Creating a Custom Video

Should none of the other sharing options be sufficient for your needs, you may want to consider exporting your slideshow to a custom video file. Please note, that this is not for the faint of heart, as quite a bit of QuickTime knowledge may be required to obtain good results.

Select Custom Video... from the Share menu. An assistant appears that guides you through steps necessary to create a custom QuickTime or MP4 movie.

If your slideshow has missing images or audio files, you will first see a page that lists the missing files. If you used DRM protected audio files (songs purchased from the iTunes Music Store), these will also be listed.
The use of DRM protected audio is not recommended as it cannot be exported to QuickTime movies. We recommend that you burn protected songs to an Audio CD in iTunes and re-import them back into iTunes. This strips the DRM protection from the audio files and will lead to minor loss of audio quality, but the resulting audio files can be used without any restrictions. Please refer to the iTunes Help for details on burning Audio CDs and importing songs.

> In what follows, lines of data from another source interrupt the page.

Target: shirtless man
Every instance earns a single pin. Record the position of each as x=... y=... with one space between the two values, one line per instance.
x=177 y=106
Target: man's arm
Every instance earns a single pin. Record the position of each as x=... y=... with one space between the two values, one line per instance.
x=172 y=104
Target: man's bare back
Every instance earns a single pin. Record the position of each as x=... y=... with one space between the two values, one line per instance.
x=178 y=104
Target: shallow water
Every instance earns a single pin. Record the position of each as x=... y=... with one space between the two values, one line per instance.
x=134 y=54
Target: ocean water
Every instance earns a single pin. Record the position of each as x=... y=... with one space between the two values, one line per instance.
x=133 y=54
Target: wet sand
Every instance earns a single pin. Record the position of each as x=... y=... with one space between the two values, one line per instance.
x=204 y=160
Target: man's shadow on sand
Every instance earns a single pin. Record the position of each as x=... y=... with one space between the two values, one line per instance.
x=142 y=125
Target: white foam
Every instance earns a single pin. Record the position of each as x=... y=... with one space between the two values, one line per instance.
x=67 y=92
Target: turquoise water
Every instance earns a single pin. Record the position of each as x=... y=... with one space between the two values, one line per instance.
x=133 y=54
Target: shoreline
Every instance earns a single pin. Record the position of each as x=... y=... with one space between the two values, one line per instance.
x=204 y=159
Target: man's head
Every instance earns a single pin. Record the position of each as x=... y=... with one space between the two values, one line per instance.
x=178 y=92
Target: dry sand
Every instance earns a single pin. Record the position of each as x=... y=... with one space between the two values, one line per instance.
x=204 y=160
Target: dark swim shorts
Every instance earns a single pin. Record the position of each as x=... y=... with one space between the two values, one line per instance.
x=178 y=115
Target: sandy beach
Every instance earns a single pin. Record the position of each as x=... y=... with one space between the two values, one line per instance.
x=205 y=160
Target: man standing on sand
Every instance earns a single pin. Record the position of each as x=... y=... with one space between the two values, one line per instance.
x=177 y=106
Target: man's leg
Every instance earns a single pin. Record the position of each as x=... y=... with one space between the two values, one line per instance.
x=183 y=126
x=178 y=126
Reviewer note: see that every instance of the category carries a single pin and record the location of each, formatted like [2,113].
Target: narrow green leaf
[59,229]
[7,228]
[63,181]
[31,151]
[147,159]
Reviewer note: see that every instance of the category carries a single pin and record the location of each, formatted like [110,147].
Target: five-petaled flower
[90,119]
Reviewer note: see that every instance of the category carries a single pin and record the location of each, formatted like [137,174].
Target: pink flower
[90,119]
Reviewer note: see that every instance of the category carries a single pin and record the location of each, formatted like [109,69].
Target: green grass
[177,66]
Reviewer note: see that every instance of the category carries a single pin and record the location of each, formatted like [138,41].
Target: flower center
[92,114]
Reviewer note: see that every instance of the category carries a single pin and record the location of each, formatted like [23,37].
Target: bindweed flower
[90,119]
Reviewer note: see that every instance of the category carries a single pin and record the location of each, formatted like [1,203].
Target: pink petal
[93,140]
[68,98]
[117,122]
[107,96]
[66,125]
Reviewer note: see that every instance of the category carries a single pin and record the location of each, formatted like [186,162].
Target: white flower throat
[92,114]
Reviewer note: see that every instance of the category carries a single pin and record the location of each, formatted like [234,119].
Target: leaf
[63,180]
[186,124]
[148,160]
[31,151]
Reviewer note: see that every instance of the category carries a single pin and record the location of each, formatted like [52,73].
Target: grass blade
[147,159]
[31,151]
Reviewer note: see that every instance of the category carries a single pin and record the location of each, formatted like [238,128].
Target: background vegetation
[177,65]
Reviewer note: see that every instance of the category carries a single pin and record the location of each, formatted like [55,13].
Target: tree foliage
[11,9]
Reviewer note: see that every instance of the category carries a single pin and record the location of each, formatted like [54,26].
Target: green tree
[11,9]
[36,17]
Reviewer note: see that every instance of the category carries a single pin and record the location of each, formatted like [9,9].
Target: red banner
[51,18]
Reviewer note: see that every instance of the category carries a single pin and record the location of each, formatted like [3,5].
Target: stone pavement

Step 1 of 4: Select Options

Select the rendering, video, and audio options for your exported movie. Rendering options are video size (width and height), framerate (frames per secoond), and a few options settings. Video settings are codec and file format, plus a few codec dependent values like bitrate. Audio settings are again codec, sampling rate and codec dependet values like bitrate or bitdepth.

If you only specify the width or the height in the render settings, the missing value will be calculated automatically. If you specify both the width and height, then this size will be used, even if the aspect ratio does not match the aspect ratio of your slideshow. In this case you will get radio buttons that let you choose whether you want to letterbox or crop your slideshow to make it match your export movie size.

If you specify both width and height, you also get the option to enter a custom pixel aspect ratio, which may be necessary if your exported movie is indented for video output, which often requires non-square pixels (anamorphic formats).

Frame rates between 1 fps and 60 fps are supported. Using a higher framerate improves quality of motion, but rendering times are significantly increased.

There are several video and audio codecs to choose from and each is slightly different. A discussion of each one is beyond the scope of this documentation. Please note that some prior knowledge with video compression settings is required to achieve good results!

Once you find good settings that lead to acceptable results you may want to save them for later access. Choose the Save Preset… command from the Settings popup. Specify a name for the preset file. Then, you can recall these settings by simply selecting the name of the preset from the Settings popup.
Boinx Software Support can help you with specific questions about how to use FotoMagico, but due to limited resources will not be able to help with general questions about video compression settings. You may want to contact Apple Support in this case.

Step 2 of 4: Choose Destination

Specify where the exported QuickTime movie will be saved. FotoMagico will suggest a reasonable filename, but you can also specify your name and location. Please make sure to select a folder that has enough free disk space and write permissions.

If you choose a folder which does not have the correct permissions or if the volume does not have enough free disk space, then an alert will be displayed at the bottom of the assistant and the Start button will be disabled. In this case you need to choose a different folder or different volume.
If none of your volumes have enough free disk space, you need to attach another external hard disk or free up some space on your internal hard disk by deleting stuff you do not need anymore.

Step 3 of 4: Exporting

Once you click the Start button the exporting will begin. Exporting is usually done in 4 steps: Preparing, rendering video, rendering audio, and compressing video. A progress bar for each step is displayed at the bottom of the assistant. Depending on the duration of your slideshow this can take quite a bit of time, so you may want to do this overnight.

Step 4 of 4: Finish Up

The slideshow has been exported to a QuickTime or MP4 movie file. You may now further process it in QuickTime Player or other video editing applications like iMovie or Final Cut Pro. Click the button 'Open in QuickTime Player' to open the movie or click the button 'Reveal in Finder' to locate the file.

Provided that you used the correct settings, you can also create a DVD with iDVD, Toast Titanium, or DVD Studio Pro. Simply drag the exported movie file to your DVD authoring application of choice and proceed from there.